Can we say, “Low roller treatment, baby”?
Finally, the line inched forward. But by the time I got back to the tournament, I was fifteen minutes late. This meant that for fifteen minutes or so, the dealer had been feeding my money into the pot when it was my turn for the blind bets. I didn’t count how much of my stake was already gone, but I knew I would need a very hot streak to pay for my golf.
Still, I tried to keep in mind the wisdom of Doyle “Texas Dolly” Brunson. I’d spent my dinner hour reading Brunson’s tome on poker, Super System, like a delinquent student trying to cram in the hour before a final exam. “A solid player,” Brunson wrote, “is a player who’s tight about entering the pot in the first place, but after he enters the pot he becomes aggressive.” That was my game plan.
I immediately ignored it. I played a K-10 that lucked into a pair of kings on the flop. I played a 4-3 of clubs and lucked into a flush on the river. In the first ten minutes, I won back my tardiness losses plus thousands more. (In a poker tournament, the $50 entry fee becomes 10,000 chips, so my thousands in winnings probably amounted to about $25.)

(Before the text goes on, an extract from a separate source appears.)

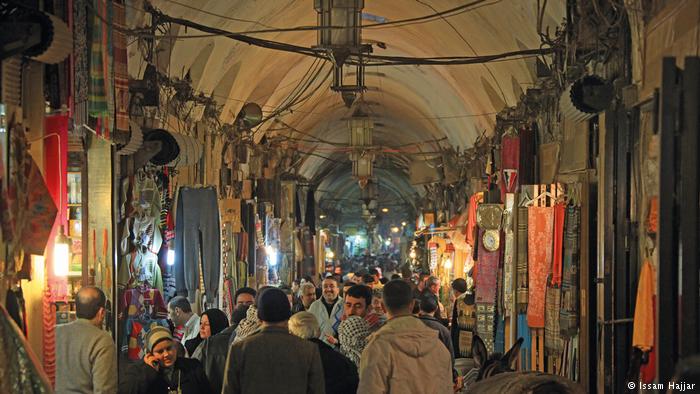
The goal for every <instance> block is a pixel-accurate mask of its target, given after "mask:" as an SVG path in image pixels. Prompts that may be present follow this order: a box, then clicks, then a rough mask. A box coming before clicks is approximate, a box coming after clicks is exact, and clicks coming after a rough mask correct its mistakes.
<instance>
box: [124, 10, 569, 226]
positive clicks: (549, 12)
mask: <svg viewBox="0 0 700 394" xmlns="http://www.w3.org/2000/svg"><path fill="white" fill-rule="evenodd" d="M467 3H468V2H467V1H455V0H366V1H365V8H364V10H363V11H364V12H365V13H367V14H371V15H374V16H378V17H382V18H386V19H387V20H389V21H392V20H400V19H406V18H413V17H419V16H424V15H429V14H433V13H435V12H436V10H437V11H443V10H447V9H450V8H454V7H456V6H459V5H462V4H467ZM538 3H541V2H538V1H536V0H493V1H486V2H483V3H481V4H479V5H478V6H476V7H474V8H473V9H468V10H466V11H464V12H462V13H459V14H458V15H454V16H450V17H447V18H445V19H435V20H431V21H429V22H423V23H416V24H409V25H405V26H401V25H399V26H381V27H375V28H367V29H363V32H362V38H363V41H365V42H369V43H374V44H376V43H382V44H383V45H381V46H382V47H384V46H385V49H383V48H381V47H380V46H379V45H373V50H374V53H375V54H378V55H395V56H412V57H437V56H477V55H490V54H497V53H503V52H509V51H517V50H522V49H531V48H538V47H539V46H540V39H539V36H538V34H537V29H536V24H537V11H538V9H537V7H538ZM152 4H153V5H154V6H155V7H156V8H157V9H159V10H161V11H162V12H164V13H165V14H167V15H170V16H174V17H180V18H184V19H188V20H191V21H194V22H197V23H200V24H203V25H207V26H214V27H217V28H219V29H224V30H227V31H231V32H245V31H249V30H254V29H262V28H268V27H274V28H282V27H292V26H312V25H316V12H315V10H314V8H313V1H312V0H286V1H285V0H267V1H265V0H217V1H213V0H212V1H203V0H154V1H153V3H152ZM431 7H432V8H431ZM139 8H143V7H138V5H137V6H135V7H131V8H128V10H127V12H128V15H127V20H128V21H129V22H130V25H131V26H143V25H144V24H145V22H146V18H145V13H143V12H140V11H139V10H138V9H139ZM564 12H565V1H564V0H554V1H551V0H550V1H549V2H547V8H546V10H545V13H544V16H543V29H546V28H547V27H549V29H550V30H551V31H553V30H554V29H555V28H556V26H558V25H559V24H560V23H561V22H562V21H563V19H564ZM241 20H245V21H247V22H245V21H241ZM448 22H449V23H448ZM364 23H365V24H369V23H374V21H364ZM166 34H167V35H170V36H177V37H183V36H201V35H202V33H201V32H199V31H197V30H195V29H192V28H184V27H182V26H178V25H172V26H171V28H170V30H169V31H167V32H166ZM255 36H256V37H261V38H265V39H269V40H275V41H281V42H285V43H289V44H294V45H299V46H304V47H311V46H313V45H315V44H316V41H317V38H316V32H315V31H304V32H283V33H273V34H257V35H255ZM158 46H159V49H160V51H159V52H157V59H156V62H157V64H158V66H159V69H160V71H162V72H165V73H167V74H169V75H170V76H172V77H178V78H182V77H184V76H185V75H186V74H187V73H189V76H190V78H191V79H192V81H193V87H194V88H195V90H196V91H199V92H204V93H205V94H208V95H212V96H213V98H214V99H215V100H216V101H217V102H218V103H219V104H222V105H223V106H224V107H223V111H222V118H223V119H222V120H223V121H226V122H230V121H231V120H232V119H233V118H234V117H235V114H237V113H238V111H239V110H240V108H241V106H242V105H243V104H244V103H245V102H249V101H253V102H256V103H258V104H260V105H261V106H262V108H263V111H264V112H269V111H272V110H274V109H275V108H277V107H278V106H279V105H280V103H282V102H283V100H284V99H285V98H286V97H287V96H288V95H289V94H290V92H291V91H292V90H293V89H294V88H295V87H296V86H297V85H298V83H299V81H300V80H302V78H303V77H304V75H305V73H307V72H308V70H309V68H310V67H311V66H312V64H313V63H314V59H313V58H310V57H305V56H303V55H300V54H295V53H286V52H280V51H275V50H271V49H266V48H259V47H255V46H251V45H248V44H245V43H242V42H238V41H234V40H231V39H229V38H225V37H204V38H177V39H175V38H173V39H161V40H160V42H159V43H158ZM129 57H130V59H129V62H130V63H129V70H130V74H131V75H132V77H135V78H139V77H140V74H142V73H143V70H144V69H145V64H144V61H143V58H142V56H141V53H140V51H139V50H138V46H137V45H136V44H132V45H131V46H130V47H129ZM534 63H535V58H534V57H530V58H525V59H509V60H507V61H498V62H492V63H488V64H475V65H453V66H405V65H404V66H381V67H379V66H373V67H368V68H367V70H366V71H367V76H366V85H367V87H368V91H367V92H366V93H365V94H364V97H363V100H364V102H365V103H367V104H366V105H365V109H366V110H367V112H369V114H370V115H371V116H372V117H373V118H374V120H375V122H377V123H379V127H377V128H376V129H375V134H374V139H375V143H376V144H380V145H384V146H387V147H397V146H400V145H401V146H404V145H406V144H410V143H415V142H426V143H423V144H421V145H420V147H419V148H420V150H422V151H436V150H439V149H441V148H444V147H448V146H451V147H453V148H454V149H465V148H468V147H470V146H471V145H472V143H473V142H474V141H475V139H476V138H477V137H478V136H479V135H480V134H482V133H484V132H485V133H486V134H487V135H488V134H490V133H492V132H493V127H494V123H495V114H496V112H498V111H499V110H501V109H502V108H503V107H504V106H512V105H515V104H516V101H517V99H518V98H519V96H520V94H521V92H522V91H523V90H525V89H527V88H528V87H529V86H531V85H532V83H533V81H534V79H535V76H534ZM325 67H326V68H325V69H324V72H323V73H322V74H323V75H322V76H325V70H329V67H330V65H329V64H326V66H325ZM319 82H320V81H319ZM329 85H330V78H329V79H328V80H327V81H326V82H325V85H324V86H323V87H321V88H320V89H318V91H316V93H315V94H314V95H313V96H311V97H310V98H309V99H308V100H306V101H305V102H304V103H303V104H302V105H300V106H298V107H295V109H294V110H293V112H285V113H284V114H282V115H280V116H279V119H280V120H281V121H283V122H284V124H285V125H288V126H292V127H293V128H295V129H296V130H299V131H301V132H303V133H304V134H305V135H302V134H297V136H298V137H304V138H311V140H313V139H314V138H320V139H322V140H324V141H329V142H337V143H346V142H347V141H348V129H347V123H346V120H344V119H347V117H349V116H350V115H351V114H352V111H353V109H349V108H346V107H345V106H344V105H343V103H342V100H341V98H340V95H338V94H336V93H334V92H332V91H331V90H330V89H329V87H328V86H329ZM281 126H282V124H281V123H279V122H273V121H270V122H267V123H266V124H264V125H263V126H262V128H261V130H259V132H258V135H262V134H263V133H262V132H263V131H266V130H267V132H268V134H269V135H271V134H274V133H275V132H276V131H275V130H276V129H279V128H280V127H281ZM284 127H286V126H284ZM302 145H303V150H304V151H313V152H314V153H315V154H316V155H317V156H310V157H308V159H307V160H305V161H304V163H303V164H302V166H301V168H300V170H299V172H300V174H301V175H303V176H305V177H306V178H308V179H312V180H315V181H318V182H320V183H319V185H318V189H319V192H318V193H317V195H316V197H317V199H319V200H321V202H322V204H323V203H324V200H325V203H326V204H340V205H341V206H342V204H344V202H343V201H348V203H347V204H348V205H347V207H348V208H352V209H350V211H351V212H353V214H352V215H350V216H354V217H356V216H357V215H356V213H357V210H356V208H355V207H356V205H357V204H354V203H351V202H350V201H352V200H356V199H358V198H359V195H360V194H359V188H358V187H357V186H356V183H355V182H354V181H353V180H352V178H351V177H350V166H349V161H348V158H347V153H344V152H337V151H334V149H333V147H332V146H331V145H326V144H323V143H302ZM415 151H416V148H415V147H414V149H413V150H405V151H404V152H400V153H398V154H393V156H396V157H386V158H384V159H380V161H379V164H378V166H379V167H381V168H378V169H377V170H376V175H377V177H378V181H379V185H380V192H381V194H380V196H381V197H383V198H385V199H386V200H395V201H399V202H406V201H415V198H416V196H418V195H419V194H420V193H421V192H422V191H421V188H414V187H412V186H411V185H410V183H409V182H408V177H407V174H406V173H405V171H404V170H403V169H402V168H401V167H402V163H403V165H405V163H406V159H408V158H409V157H410V156H412V155H411V153H412V152H415ZM320 156H323V157H328V158H330V159H332V160H327V159H325V158H322V157H320ZM387 156H392V155H387ZM338 162H341V163H338ZM343 163H345V164H343ZM321 175H322V176H323V179H319V177H320V176H321ZM341 197H342V198H341ZM380 200H381V198H380ZM405 205H406V207H407V208H410V207H409V204H405ZM341 210H342V207H341Z"/></svg>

Things went south thanks to pairs of queens. The first pair belonged to me. Seeing them, and following Brunson’s counsel to play aggressively, I pushed tangerine-colored thousand denomination chips onto the table as if they were nickels. One guy stayed with me. The flop showed an ace, and the turn card was a king. The guy bet five thousand. I folded, figuring I’d lost to a better pair.Following that loss, I let myself get distracted. A player across the table in a tee-shirt from the Borgata started commenting on an old man sitting at the next table who had a tee-shirt decorated with the clubs, spades, diamonds, hearts–and fish. What did it mean? Was he the fish? I chuckled. I decided to play A-5 of diamonds and I bet two thousand. The guy in the Borgata shirt, still seemingly bemused, called. The flop came. Q-8-5. I had a small pair. The guy in the Borgata shirt checked.
Be aggressive. I bet four thousand. The Borgata shirt never hesitated. “All in,” he said, and pushed his pile toward the middle of the table. It was slightly larger than mine. I responded instinctively. I called. Seconds later, I saw the second pair of queens.
Suddenly, I knew who the fish was.
I’d lasted less than an hour. I couldn’t blame Doyle Brunson. “More than any other game, poker depends on your understanding your opponent,” he had written, and I had failed utterly to understand the guy in the Borgata shirt.
I’d rate the Trump Taj Mahal poker room a B-, thanks to that long line for the Taj card. That, of course, is a lot higher than the grade I’d give my own game. But I was not deterred. There were other golf courses and other casinos on my itinerary.